An interim report from the Florida Department of Law Enforcement finds there has been a continued decline in the number of people killed by prescription drugs. From January to June 2013, 975 deaths were directly attributed to prescription drugs, down from 1,054 for that same time frame in 2012 and 1,175 in 2011.
But law enforcement is far from taking a sigh of relief.
“Prescription drugs continue to cause more deaths in Florida than illegal drugs,” says FDLE Commissioner Gerald Bailey.
Attorney General Pam Bondi says they’ve seen greater gains in fighting oxycodone than expected. The report shows a more than 60% decline in the number of oxycodone deaths, and she believes that’s largely because of Florida’s prescription drug database.
“The second we had those tough laws passed on the top 100 oxycodone dispensers in the entire country, 98 of those jerks and their doctors lived in Florida. And now you know how many of them live here, thanks to these law enforcement officers, is zero,” Bondi says.
Just as we see gains here, however, Bondi and Bailey are looking forward to new threats brewing on the horizon.

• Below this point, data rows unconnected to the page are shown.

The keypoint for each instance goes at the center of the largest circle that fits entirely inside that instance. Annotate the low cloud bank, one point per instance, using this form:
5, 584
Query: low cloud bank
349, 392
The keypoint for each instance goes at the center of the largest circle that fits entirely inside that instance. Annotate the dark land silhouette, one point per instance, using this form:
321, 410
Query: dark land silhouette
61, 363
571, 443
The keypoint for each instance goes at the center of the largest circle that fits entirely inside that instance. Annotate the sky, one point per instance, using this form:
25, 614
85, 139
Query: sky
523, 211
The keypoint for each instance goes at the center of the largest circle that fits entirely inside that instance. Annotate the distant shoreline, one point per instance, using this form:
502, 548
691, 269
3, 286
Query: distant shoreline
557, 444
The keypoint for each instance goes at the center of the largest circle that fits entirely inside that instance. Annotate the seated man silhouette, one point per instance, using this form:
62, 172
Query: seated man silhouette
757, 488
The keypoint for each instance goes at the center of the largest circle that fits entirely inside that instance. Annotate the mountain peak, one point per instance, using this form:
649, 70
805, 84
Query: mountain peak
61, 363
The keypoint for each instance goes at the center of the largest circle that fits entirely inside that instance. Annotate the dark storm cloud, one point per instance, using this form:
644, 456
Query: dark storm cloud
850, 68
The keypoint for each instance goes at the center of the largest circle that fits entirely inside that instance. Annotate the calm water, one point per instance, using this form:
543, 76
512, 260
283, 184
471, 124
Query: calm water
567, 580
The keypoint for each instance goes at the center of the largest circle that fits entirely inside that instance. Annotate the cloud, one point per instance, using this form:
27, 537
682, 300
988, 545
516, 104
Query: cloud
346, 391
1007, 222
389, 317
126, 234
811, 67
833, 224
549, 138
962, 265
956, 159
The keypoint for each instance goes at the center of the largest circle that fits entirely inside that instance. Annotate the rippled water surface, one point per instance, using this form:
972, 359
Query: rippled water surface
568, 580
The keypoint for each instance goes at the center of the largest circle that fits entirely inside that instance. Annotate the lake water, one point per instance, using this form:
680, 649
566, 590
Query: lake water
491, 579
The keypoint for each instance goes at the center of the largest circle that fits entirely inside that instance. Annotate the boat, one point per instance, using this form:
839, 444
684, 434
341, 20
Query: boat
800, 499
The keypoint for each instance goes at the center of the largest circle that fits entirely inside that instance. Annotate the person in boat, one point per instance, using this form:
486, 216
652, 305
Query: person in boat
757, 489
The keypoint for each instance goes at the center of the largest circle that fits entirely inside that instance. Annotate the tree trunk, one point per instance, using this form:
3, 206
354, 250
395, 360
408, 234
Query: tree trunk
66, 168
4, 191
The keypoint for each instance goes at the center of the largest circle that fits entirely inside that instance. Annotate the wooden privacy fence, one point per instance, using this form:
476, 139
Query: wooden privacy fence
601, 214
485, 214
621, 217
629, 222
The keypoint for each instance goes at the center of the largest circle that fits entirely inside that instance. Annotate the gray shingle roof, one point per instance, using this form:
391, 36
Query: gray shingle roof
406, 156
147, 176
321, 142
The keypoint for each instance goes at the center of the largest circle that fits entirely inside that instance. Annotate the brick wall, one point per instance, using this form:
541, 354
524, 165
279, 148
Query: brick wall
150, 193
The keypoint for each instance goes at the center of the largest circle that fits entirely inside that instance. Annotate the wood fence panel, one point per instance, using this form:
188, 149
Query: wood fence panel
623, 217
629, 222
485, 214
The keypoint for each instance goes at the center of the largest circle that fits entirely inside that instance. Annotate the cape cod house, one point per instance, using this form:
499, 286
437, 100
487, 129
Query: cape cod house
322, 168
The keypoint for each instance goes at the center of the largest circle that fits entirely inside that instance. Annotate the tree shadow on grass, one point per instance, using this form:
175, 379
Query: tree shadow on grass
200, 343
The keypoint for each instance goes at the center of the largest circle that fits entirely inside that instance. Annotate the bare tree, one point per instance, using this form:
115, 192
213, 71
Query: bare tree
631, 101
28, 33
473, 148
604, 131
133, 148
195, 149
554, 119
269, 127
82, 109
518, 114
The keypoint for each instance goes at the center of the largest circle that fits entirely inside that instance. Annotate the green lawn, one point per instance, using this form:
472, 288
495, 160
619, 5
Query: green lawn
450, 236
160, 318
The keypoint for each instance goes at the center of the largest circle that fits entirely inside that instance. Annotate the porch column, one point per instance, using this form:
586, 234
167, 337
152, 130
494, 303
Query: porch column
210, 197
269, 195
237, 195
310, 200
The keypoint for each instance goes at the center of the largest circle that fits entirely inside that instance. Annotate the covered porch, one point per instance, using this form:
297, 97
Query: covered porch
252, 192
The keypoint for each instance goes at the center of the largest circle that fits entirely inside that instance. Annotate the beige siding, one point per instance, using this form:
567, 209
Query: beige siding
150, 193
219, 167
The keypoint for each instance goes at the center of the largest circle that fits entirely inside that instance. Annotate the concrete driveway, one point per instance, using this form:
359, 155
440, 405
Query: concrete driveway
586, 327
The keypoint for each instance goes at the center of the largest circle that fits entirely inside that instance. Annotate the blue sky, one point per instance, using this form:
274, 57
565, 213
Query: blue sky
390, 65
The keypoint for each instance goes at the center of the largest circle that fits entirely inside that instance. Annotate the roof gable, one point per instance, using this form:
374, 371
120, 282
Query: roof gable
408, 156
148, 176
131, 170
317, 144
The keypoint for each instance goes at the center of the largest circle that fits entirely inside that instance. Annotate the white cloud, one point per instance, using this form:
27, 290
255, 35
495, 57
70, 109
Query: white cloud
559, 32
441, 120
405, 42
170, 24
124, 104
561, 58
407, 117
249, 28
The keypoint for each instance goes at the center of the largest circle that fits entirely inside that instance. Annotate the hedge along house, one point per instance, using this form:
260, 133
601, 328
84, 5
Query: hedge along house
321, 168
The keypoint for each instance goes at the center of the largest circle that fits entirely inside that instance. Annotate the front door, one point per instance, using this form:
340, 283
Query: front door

“Synthetic drugs are deadly,” Bondi says.
30 Floridians died as a direct result of synthetic drugs, according to this report. Bondi says she has outlawed more than 130 potential strains of the drugs- like spice or bath salts- but dealers continue to rework the composition to get around those restrictions. Florida lawmakers have now made trafficking these drugs illegal, and Bondi says she will continue to pursue new regulation.
Jacksonville Sheriff John Rutherford says medical marijuana will also be a threat to the state if it’s legalized in November. He says doctors were trusted to distribute oxycodone, and Florida became known as the pill mill capitol, so he has no confidence in doctors to prescribe marijuana.